The differentiation between neuroglia and connective tissue sheath in insect ganglia revisited: The neural lamella and perineurial sheath cells are absent in a mesodermless mutant of Drosophila

Abstract
Two morphogenetic mutations, twist and Delta, that affect the embryonic development of Drosophila in known ways were used to examine the derivation and function of the outer layers of the central nervous system (CNS). Both the extracellular neural lamella, which ensheaths the CNS, and its source, the underlying perineurial sheath cell layer, fail to develop in Drosophila embryos that are homozygous for a loss of function mutation in the twist gene, and which thus lack mesodermal derivatives. The cell layer immediately below the perineurial sheath cells, here termed barrier glial cells, constitute the ion permeability barrier in wild-type embryos. They are present in twist mutant embryos, appear to be normal at the ultrastructural level, and function as a blood-brain ion barrier. The apparent derivation of perineurial sheath cells from mesodermal precursors distinguishes them from neurons, glia and other nonneural components of the CNS, such as tracheae, all of which are of ectodermal origin.

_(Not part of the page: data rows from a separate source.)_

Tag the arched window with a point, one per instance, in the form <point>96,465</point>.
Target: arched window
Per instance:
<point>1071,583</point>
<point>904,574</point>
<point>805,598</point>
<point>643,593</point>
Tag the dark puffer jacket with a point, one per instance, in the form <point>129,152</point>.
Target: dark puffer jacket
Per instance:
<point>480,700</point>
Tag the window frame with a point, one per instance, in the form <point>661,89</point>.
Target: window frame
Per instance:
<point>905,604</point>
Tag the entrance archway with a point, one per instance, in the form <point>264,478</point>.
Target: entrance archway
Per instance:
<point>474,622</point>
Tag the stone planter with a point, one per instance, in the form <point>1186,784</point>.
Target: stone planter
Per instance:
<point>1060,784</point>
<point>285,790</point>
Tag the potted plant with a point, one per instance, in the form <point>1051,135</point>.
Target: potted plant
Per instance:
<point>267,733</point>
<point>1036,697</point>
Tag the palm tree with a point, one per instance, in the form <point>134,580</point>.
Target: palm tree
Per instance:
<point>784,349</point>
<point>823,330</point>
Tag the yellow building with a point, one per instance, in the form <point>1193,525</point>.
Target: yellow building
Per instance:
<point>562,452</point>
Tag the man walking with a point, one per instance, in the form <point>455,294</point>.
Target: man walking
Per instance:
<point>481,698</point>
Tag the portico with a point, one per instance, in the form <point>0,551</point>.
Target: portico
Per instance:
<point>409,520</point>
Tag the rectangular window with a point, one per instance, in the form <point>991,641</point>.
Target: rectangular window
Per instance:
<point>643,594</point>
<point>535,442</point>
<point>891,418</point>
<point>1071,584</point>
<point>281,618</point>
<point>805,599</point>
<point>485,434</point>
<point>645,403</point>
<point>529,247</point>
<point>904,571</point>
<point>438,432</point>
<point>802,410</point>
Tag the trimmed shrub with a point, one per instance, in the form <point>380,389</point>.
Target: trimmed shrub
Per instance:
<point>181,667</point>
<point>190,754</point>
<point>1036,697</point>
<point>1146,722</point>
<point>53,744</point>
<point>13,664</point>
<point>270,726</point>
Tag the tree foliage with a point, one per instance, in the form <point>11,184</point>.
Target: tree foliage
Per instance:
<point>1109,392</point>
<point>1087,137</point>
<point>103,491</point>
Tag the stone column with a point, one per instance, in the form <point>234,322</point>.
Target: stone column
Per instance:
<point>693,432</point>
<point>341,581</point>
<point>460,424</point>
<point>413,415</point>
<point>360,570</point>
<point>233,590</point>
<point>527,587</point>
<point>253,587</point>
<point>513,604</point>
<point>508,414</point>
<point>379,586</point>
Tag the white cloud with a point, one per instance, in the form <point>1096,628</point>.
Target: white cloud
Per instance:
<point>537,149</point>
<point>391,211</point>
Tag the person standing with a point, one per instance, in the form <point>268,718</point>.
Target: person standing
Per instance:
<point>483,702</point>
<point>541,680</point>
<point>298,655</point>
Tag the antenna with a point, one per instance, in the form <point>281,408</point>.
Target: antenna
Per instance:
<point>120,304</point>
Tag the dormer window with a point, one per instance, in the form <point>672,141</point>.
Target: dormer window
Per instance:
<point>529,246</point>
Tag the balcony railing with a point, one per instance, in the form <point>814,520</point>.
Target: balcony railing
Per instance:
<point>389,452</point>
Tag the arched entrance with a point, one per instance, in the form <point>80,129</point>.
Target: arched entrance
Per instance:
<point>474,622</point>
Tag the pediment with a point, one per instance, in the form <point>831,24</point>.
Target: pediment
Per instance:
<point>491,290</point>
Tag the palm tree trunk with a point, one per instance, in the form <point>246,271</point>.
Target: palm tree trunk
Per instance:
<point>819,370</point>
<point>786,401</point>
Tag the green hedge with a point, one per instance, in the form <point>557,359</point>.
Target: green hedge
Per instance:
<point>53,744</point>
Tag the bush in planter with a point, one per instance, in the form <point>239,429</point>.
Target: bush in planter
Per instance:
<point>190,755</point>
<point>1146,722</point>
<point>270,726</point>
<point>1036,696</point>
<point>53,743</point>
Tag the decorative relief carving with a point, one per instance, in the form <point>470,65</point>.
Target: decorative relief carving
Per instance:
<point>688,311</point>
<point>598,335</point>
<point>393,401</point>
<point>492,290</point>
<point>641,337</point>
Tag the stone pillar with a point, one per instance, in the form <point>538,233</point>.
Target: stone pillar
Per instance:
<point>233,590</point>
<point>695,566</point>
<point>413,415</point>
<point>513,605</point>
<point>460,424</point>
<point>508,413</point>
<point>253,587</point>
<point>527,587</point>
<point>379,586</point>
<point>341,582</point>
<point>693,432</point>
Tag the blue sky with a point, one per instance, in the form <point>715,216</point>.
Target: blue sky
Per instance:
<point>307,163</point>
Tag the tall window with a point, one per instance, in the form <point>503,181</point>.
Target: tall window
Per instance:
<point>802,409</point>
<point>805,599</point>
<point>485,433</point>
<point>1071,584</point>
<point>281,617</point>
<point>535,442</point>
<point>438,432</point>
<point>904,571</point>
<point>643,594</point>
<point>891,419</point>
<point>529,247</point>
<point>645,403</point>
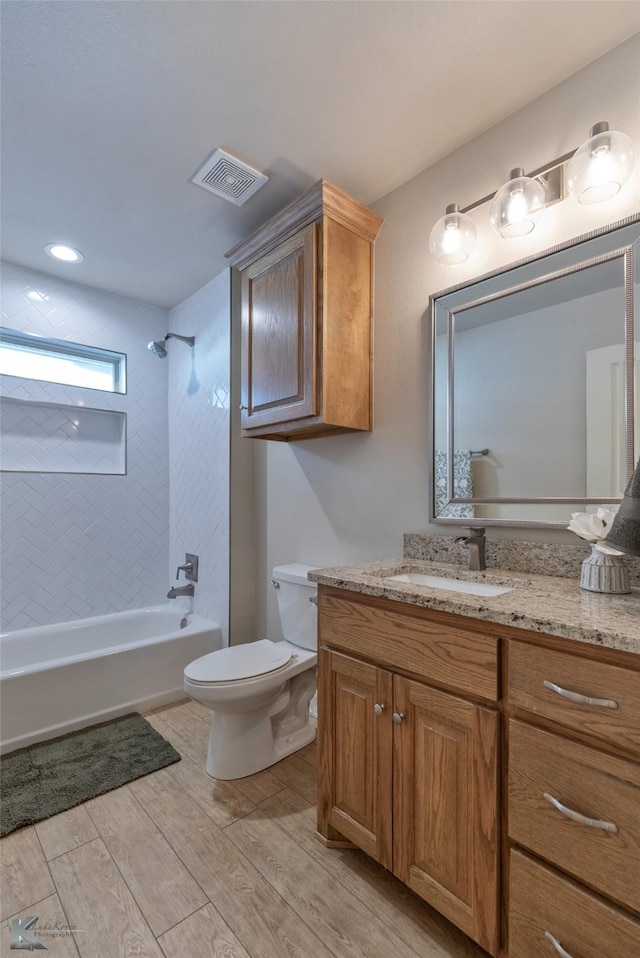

We confirm Scharrer's interpretation of the relationship between the perineurium and underlying neuroglia. In embryos homozygous for the neurogenic mutant Delta, an embryonic lethal in which excess ventral blastoderm gives rise to neuroblasts, the CNS forms as an amorphous cell mass, with discontinuous perineurial sheath and barrier glial cell layers. We propose that the cell mass is permeable to lanthanum ions and fails to form a blood-brain barrier because volume growth prevents the formation of continuous surface cell layers.